Por eso, la fe cristiana dice que nuestra existencia está unida a la del Señor, tanto en la vida como en la muerte. Creemos que estamos destinados a ser ciudadanos del cielo y así lo cantamos, a veces, en nuestras eucaristías; vivimos sabiendo que donde está Cristo, allí estaremos nosotros. Ante la muerte no hemos de perder la calma, ni ceder a la desesperación. Creemos en Dios-Amor. En la casa del Padre hay muchas moradas y Jesús nos tiene preparada también la nuestra.
Por eso hoy, la Iglesia llena de amor, de comunión, de solidaridad, recuerda a todos los difuntos, y eleva en la Eucaristía su oración al Señor por todos. Él es la vida y nosotros los sarmientos. Unidos rezamos por nuestros difuntos y esta oración es para nosotros, los que vivimos, consuelo y esperanza. “Cuando se acepta con serenidad la caída de las tinieblas de la muerte –escribe Rahner– como el comienzo de una promesa que no entendemos, cuando un hombre conoce y acepta su libertad última, que ninguna fuerza terrena le puede arrebatar, allí está Dios y su gracia liberadora”.
Todo en esta vida tiene su tiempo y acaba. Pero el Señor vive y no le alcanza la transitoriedad. En esta quietud, en ese amor, en esa paz, en esa vida, en esa felicidad y plenitud, en la que está Dios, están todos los que han muerto. Desde allí Jesucristo ha venido a nosotros y nos ha traído noticias de lo que ningún ojo ha visto, ningún oído ha percibido, ni ha penetrado en el corazón de ningún hombre. Cuando nuestra vida terrena se complete, ahí está también nuestra patria.
Hemos de fomentar en la vida terrena la esperanza y ello servirá de estímulo en nuestro obrar cotidiano. Cada momento es moneda de vida eterna. Seamos conscientes de ello y que nuestra vida sea tocada por el soplo de la eternidad divina, para que cumplamos bien nuestro obrar en el tiempo. Hemos de combatir y luchar por nuestra libertad, para ir haciéndonos mejores y mejorar también nuestro entorno. En toda limitación, en toda aparente inutilidad de nuestra vida, hemos de sentir la esperanza del día en que caerán todas las cadenas y seremos partícipes de la libertad de los hijos de Dios.
“No encadenes tu fondo eterno, que en el tiempo se desenvuelve, a fugitivos reflejos de él. Vive al día dentro del amor de la eternidad; el día de la eternidad, es la eternidad, es como debes vivir” (Miguel de Unamuno, Adentro).
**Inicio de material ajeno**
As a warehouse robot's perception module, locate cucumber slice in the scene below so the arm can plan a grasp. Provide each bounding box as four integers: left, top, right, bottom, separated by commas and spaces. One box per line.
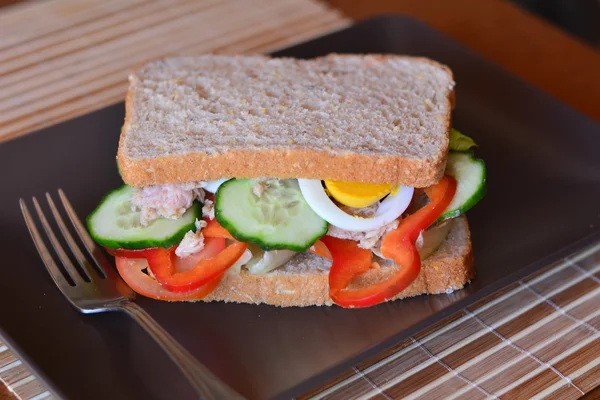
419, 220, 454, 260
87, 185, 202, 250
437, 151, 486, 222
215, 179, 328, 251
Esta es la mística, la espiritualidad de cada día, buscar a Dios en todas las cosas y hechos, por pobres que sean. Esta es nuestra fe pascual de vida, muerte y resurrección. La Eucaristía es nuestra fuerza en la lucha diaria. Los cristianos proclamamos la fe en un Dios revelado en Jesucristo, que es fiel con nosotros más allá de la frontera de la muerte. Hay que orar más. Frente a las lágrimas, un beso y muchos besos al crucifijo.